Would he like to come play for the Braves, I asked his father.
“You kidding?” James said. His son is a Gold Glove fielder who can still hit (.291 in 2016).
So I went up to the press box dining hall and walking to the ice cream machine was John Coppollela, the GM.
“Coppy, Brandon’s dad said he would love to play for the Braves,” I said.
“We would love for him to play for us, too,” Coppy said. “I’d love to make that happen.”
It happened Sunday. The Braves traded for a hot dog. I thought they would have to add a year to Phillips’ deal to get him to wave the no-trade clause, but they didn’t. The Braves will honor the no-trade clause to 12 teams that was part of his deal with the Reds.
I saw the Braves as too unemotional, kind of flat, especially in the infield before shortstop Dansby Swanson arrived. Freddie Freeman is a very good player, but there is not a lot of juice with him. Third baseman Adonis Garcia didn’t say much and second baseman Jace Peterson was solid and just trying to stick. Shortstop was a revolving door until Swanson showed up and he added some enthusiasm with his play.
Phillips will really add some life. He needles. He talks to the other team. He dives and slides, and smiles. Phillips fits right in with the opening of a new ballpark.

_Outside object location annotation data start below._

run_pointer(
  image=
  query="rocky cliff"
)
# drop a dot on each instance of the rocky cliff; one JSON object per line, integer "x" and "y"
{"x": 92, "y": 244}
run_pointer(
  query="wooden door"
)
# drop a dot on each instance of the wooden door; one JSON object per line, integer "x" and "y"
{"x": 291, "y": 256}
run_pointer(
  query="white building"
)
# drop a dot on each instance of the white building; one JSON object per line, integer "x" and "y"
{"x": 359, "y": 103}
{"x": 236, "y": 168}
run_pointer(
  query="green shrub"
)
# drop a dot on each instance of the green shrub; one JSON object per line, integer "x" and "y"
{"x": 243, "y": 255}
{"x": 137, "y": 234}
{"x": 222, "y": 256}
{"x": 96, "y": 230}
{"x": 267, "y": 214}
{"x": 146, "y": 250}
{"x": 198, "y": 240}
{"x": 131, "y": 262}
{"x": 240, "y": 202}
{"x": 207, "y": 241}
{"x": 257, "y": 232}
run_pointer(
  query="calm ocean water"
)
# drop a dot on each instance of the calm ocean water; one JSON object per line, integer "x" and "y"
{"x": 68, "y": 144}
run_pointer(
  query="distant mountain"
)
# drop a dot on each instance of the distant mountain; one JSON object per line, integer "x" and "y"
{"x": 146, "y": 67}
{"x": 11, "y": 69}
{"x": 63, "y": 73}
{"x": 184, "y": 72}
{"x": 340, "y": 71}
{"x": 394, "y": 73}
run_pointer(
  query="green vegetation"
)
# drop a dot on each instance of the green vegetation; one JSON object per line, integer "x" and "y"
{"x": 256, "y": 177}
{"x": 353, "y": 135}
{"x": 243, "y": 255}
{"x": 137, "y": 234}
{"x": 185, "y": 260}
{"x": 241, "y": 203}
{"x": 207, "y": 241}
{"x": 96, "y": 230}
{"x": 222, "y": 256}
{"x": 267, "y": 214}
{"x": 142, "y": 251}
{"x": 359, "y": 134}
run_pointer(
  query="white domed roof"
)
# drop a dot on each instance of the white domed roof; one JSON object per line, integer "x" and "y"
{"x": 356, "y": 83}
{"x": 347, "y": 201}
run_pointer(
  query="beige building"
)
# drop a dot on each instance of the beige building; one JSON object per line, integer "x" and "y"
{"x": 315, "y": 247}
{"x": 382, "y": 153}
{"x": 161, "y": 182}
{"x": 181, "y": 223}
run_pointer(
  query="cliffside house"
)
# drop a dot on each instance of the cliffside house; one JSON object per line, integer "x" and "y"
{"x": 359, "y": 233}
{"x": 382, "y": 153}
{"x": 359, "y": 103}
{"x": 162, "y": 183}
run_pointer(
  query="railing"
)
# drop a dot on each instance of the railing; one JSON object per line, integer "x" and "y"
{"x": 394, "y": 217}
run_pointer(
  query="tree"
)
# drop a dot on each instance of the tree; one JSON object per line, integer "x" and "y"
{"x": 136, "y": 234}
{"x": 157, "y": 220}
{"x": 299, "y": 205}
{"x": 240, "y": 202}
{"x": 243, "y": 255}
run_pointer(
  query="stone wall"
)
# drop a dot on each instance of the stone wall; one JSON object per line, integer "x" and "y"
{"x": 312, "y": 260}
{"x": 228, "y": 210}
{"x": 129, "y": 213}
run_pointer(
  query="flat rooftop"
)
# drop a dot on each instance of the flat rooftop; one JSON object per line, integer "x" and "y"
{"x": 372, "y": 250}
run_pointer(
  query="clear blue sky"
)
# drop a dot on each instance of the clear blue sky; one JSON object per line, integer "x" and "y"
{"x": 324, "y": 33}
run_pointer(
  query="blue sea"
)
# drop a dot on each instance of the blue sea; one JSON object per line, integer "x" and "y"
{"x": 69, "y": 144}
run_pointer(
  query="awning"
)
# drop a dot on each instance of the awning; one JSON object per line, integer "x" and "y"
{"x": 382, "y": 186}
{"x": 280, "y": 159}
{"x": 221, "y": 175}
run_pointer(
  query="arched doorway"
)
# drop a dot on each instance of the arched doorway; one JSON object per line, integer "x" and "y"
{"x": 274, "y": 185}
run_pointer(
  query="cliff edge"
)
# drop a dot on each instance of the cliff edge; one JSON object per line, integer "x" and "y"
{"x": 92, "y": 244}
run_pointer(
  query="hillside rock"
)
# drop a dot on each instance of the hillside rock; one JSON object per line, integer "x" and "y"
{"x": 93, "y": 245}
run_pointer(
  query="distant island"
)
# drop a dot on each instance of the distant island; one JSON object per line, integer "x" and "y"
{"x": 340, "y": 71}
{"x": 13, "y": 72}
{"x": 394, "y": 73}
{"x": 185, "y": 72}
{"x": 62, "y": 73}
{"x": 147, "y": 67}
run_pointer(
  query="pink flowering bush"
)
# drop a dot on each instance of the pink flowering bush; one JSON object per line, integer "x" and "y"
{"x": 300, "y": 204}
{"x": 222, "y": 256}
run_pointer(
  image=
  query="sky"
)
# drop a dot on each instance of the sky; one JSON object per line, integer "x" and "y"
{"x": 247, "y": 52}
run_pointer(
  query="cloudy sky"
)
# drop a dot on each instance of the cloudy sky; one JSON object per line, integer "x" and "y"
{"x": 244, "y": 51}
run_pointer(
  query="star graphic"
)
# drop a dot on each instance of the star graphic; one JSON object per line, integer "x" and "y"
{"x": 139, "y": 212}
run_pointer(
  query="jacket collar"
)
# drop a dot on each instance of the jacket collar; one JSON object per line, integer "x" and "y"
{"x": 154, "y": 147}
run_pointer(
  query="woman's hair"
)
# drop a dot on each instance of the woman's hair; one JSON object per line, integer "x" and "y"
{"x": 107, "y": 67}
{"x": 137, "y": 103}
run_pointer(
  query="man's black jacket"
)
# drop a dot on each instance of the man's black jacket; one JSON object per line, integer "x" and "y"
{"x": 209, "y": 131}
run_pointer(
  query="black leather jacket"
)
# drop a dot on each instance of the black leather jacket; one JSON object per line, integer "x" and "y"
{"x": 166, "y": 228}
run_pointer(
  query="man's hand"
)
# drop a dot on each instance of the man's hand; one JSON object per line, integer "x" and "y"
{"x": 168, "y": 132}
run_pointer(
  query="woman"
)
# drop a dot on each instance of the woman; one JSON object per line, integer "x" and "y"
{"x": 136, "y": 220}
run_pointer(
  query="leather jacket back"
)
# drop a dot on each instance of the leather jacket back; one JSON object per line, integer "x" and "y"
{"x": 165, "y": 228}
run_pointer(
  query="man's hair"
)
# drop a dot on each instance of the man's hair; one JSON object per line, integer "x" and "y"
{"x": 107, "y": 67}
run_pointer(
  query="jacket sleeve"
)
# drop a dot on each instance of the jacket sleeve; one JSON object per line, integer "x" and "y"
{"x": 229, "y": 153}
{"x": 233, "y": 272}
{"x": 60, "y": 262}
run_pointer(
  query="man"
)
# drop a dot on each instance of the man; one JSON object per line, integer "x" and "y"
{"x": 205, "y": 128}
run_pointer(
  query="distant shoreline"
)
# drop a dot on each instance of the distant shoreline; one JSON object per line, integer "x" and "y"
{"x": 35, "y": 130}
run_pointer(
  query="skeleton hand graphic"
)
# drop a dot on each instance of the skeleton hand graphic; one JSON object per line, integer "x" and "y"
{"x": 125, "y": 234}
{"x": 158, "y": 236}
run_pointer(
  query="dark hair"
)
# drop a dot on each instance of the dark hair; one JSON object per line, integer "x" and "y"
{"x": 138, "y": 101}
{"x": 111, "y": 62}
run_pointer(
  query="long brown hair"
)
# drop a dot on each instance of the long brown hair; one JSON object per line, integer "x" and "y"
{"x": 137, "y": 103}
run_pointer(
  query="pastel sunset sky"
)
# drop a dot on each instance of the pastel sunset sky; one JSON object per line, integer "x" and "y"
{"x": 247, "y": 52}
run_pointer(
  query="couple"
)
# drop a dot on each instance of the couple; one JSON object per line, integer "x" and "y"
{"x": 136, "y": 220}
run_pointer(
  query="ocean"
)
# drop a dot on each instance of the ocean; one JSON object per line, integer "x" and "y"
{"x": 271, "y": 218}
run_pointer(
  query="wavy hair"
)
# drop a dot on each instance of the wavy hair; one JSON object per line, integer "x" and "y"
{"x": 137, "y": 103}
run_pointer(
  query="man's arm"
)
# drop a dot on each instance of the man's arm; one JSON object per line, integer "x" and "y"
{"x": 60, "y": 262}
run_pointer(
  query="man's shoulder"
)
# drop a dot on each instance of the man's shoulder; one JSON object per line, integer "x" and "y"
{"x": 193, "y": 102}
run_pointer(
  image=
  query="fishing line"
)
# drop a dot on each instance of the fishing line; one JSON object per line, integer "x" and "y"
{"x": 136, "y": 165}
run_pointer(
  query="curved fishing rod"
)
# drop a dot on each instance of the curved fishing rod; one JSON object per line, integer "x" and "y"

He will make the thrilling play.
The fact Phillips, 35, played right here at Redan High School in south DeKalb makes it even more electric.
The trade probably wouldn’t have happened if projected second baseman Sean Rodriguez had not been injured in a car accident the end of January. Second base prospect Ozzie Albies suffered a fractured elbow last September and his development was going to be delayed.
The Braves tried to trade for Phillips in November when they went into a clear rebuild mode. That they are paying $13 million of his $14 million (according to the Atlanta Journal-Constitution) and gave up just two minor league fringe prospects makes it a great deal for Atlanta.
The Braves can go left-right-left-right-left-right through the first six places in the lineup with Phillips sixth. This is a deeper lineup, no doubt.
And what of Jace Peterson? Brian Jordan, the Braves announcer, and I, thought Jace should have been handed the second base job last April and allowed to play through the yips of being a young starter. Peterson will still have a role with the Braves as a back-up centerfielder, a sometime left-fielder, and a second baseman. He is a good player and if Phillips has lost some of that jazz, Peterson will be ready.